Le jugement sera donc confirmé.
Sur la demande de dommages-intérêts de la SCI DHB
La demande de dommages-intérêts formée à l’encontre de la société Stemian 104 qui n’est pas dans la cause, doit être déclarée irrecevable.
L’issue du litige conduit à rejeter la demande indemnitaire formée par la SCI DHB à l’encontre du syndicat des copropriétaires du [Adresse 2] à [Localité 7].

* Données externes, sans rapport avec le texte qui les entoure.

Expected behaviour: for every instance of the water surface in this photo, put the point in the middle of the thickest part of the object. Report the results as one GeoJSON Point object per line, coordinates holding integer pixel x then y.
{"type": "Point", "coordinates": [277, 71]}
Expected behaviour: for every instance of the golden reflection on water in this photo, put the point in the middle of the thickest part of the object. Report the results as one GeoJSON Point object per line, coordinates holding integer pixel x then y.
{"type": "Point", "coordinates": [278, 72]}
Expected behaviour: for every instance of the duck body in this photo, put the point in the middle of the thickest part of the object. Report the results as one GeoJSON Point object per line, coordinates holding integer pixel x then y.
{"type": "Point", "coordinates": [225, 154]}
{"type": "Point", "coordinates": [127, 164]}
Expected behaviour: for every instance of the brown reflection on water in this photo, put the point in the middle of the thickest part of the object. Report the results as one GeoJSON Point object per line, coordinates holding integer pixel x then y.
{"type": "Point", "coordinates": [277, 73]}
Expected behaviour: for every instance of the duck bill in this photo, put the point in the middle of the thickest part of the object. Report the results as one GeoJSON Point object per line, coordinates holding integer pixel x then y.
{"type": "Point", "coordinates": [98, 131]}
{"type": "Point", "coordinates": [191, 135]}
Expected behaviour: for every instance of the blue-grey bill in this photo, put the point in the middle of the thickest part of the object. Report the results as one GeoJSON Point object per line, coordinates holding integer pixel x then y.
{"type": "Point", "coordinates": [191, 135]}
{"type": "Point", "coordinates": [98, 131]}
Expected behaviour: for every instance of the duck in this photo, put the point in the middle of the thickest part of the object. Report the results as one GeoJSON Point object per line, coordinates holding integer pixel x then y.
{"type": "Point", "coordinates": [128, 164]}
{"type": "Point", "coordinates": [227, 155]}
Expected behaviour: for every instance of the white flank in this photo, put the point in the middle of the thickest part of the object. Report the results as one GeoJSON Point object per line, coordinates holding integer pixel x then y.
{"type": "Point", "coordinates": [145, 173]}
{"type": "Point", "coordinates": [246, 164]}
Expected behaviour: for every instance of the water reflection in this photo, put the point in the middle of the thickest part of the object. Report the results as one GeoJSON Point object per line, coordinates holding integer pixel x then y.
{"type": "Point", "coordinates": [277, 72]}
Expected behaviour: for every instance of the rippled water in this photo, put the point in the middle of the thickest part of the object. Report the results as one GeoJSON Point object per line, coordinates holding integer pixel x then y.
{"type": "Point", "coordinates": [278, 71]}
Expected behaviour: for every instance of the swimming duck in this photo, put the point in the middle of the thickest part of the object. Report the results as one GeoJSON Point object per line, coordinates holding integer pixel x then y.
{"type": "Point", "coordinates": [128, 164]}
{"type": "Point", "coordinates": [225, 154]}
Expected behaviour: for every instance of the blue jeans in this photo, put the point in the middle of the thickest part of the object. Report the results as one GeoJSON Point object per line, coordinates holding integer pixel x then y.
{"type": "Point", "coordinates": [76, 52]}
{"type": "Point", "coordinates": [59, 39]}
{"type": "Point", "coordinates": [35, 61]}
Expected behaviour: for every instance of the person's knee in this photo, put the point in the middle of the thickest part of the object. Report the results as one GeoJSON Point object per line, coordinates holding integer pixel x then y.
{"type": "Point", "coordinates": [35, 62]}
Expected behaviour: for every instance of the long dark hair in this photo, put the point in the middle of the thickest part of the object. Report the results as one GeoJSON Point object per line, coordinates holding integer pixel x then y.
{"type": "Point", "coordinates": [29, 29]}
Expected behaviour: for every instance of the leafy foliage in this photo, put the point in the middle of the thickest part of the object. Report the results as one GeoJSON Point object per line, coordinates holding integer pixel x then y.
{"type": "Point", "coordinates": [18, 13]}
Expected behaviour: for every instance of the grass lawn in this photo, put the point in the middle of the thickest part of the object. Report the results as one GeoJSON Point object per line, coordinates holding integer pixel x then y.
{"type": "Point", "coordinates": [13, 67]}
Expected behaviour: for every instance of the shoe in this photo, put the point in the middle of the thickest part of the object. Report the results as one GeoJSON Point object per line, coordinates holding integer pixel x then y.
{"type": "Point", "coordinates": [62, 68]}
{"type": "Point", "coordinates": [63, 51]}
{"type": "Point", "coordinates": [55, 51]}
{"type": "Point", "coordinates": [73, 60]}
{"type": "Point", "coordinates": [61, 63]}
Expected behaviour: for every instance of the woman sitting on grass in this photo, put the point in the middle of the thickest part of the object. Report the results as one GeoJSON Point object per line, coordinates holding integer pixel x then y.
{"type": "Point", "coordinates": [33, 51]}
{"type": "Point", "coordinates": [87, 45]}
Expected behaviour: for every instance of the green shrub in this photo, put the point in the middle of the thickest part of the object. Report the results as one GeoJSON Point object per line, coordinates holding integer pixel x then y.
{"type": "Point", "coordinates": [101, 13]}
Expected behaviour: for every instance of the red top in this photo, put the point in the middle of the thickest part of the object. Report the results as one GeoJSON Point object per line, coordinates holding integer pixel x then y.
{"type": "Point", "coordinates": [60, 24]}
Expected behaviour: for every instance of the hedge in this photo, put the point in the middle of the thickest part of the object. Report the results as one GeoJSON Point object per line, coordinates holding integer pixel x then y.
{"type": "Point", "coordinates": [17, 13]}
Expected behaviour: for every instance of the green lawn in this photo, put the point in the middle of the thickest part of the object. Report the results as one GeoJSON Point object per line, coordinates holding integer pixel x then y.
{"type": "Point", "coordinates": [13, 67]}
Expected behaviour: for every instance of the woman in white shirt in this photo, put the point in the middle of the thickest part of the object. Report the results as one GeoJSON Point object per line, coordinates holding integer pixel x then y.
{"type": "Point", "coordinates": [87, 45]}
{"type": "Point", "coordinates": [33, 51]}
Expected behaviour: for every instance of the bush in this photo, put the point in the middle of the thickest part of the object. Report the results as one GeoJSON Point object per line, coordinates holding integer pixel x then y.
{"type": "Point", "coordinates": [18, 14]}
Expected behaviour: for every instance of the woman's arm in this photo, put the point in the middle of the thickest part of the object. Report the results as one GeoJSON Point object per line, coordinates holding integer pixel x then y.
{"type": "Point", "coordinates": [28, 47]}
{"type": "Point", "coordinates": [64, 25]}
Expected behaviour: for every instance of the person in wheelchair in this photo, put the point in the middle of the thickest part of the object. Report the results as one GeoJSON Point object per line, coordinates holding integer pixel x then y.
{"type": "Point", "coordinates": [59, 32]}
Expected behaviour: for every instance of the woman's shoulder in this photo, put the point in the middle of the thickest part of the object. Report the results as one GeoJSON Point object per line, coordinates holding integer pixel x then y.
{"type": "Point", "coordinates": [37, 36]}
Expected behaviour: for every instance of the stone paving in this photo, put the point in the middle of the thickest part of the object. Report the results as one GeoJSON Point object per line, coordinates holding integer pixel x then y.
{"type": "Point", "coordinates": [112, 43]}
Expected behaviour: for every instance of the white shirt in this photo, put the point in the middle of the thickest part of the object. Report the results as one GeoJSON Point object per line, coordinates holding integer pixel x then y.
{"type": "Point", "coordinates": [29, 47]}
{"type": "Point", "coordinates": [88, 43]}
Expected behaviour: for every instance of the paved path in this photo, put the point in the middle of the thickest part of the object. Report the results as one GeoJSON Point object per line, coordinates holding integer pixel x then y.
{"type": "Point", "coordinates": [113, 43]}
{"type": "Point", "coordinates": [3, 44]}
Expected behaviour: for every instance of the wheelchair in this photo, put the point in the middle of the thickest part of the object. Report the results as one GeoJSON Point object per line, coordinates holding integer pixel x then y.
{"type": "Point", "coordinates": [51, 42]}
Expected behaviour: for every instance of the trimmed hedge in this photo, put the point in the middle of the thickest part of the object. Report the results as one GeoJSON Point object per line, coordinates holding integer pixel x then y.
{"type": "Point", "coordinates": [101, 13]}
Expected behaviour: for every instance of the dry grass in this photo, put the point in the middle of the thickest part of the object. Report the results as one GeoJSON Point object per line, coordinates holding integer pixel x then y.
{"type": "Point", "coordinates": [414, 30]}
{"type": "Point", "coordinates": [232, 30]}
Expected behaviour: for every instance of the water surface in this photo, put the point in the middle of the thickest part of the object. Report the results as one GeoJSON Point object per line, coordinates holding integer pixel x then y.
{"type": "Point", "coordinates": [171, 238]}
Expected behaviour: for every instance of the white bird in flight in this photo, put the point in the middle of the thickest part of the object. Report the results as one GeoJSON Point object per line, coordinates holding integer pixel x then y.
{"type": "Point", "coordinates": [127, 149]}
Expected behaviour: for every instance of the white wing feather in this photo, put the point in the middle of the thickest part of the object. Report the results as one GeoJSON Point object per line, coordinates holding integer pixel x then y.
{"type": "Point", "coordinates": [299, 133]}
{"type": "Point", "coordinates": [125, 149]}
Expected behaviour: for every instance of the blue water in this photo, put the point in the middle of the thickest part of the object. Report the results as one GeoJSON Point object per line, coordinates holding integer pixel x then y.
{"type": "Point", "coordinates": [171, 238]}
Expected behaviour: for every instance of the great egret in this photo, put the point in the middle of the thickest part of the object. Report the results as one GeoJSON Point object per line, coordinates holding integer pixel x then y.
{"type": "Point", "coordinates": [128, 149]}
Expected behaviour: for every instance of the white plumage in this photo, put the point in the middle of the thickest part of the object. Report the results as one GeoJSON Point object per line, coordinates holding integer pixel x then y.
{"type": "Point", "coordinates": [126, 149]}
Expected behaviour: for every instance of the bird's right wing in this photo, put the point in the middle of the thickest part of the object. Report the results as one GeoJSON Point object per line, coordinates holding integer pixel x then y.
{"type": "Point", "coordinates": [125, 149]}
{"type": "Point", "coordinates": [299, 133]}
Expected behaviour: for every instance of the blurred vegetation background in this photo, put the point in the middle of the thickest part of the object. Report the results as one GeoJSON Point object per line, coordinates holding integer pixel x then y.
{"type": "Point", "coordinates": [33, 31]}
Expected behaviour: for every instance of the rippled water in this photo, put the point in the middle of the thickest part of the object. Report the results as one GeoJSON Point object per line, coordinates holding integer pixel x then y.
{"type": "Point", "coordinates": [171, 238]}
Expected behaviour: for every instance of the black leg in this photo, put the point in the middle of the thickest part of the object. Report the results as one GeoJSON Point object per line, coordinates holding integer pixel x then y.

Sur les demandes accessoires :
Il y a lieu de confirmer le jugement entrepris en ce qui concerne les condamnations accessoires et de condamner la SI DHB et M. [R] [T], qui succombent en leurs prétentions, aux dépens d’appel dont le recouvrement pourra être poursuivi par Me Olivier Placier, conformément à l’article 699 du code de procédure civile, ainsi qu’au paiement au syndicat des copropriétaires d’une indemnité de 3.000 euros chacun, en compensation des frais irrépétibles exposés par celui-ci à hauteur d’appel.
PAR CES MOTIFS
La cour,
DECLARE irrecevable l’intervention volontaire de M. [R] [T],
DECLARE irrecevable la demande de dommages-intérêts formée à l’encontre de la société Stemian 104,
DEBOUTE la SCI DHB de sa demande de nullité de la vente du 4 avril 2024,
CONFIRME en toutes ses dispositions le jugement du 4 avril 2024,
Y AJOUTANT,
CONDAMNE la SCI DHB à payer au syndicat des copropriétaires de l’immeuble [Adresse 2] la somme de 3.000 euros au titre de l’article 700 du code de procédure civile,
CONDAMNE M. [R] [T] à payer au syndicat des copropriétaires de l’immeuble [Adresse 2] la somme de 3.000 euros au titre de l’article 700 du code de procédure civile,
CONDAMNE la SCI DHB et M. [R] [T] aux dépens d’appel, dont le recouvrement pourra être poursuivi par Me Olivier Placier.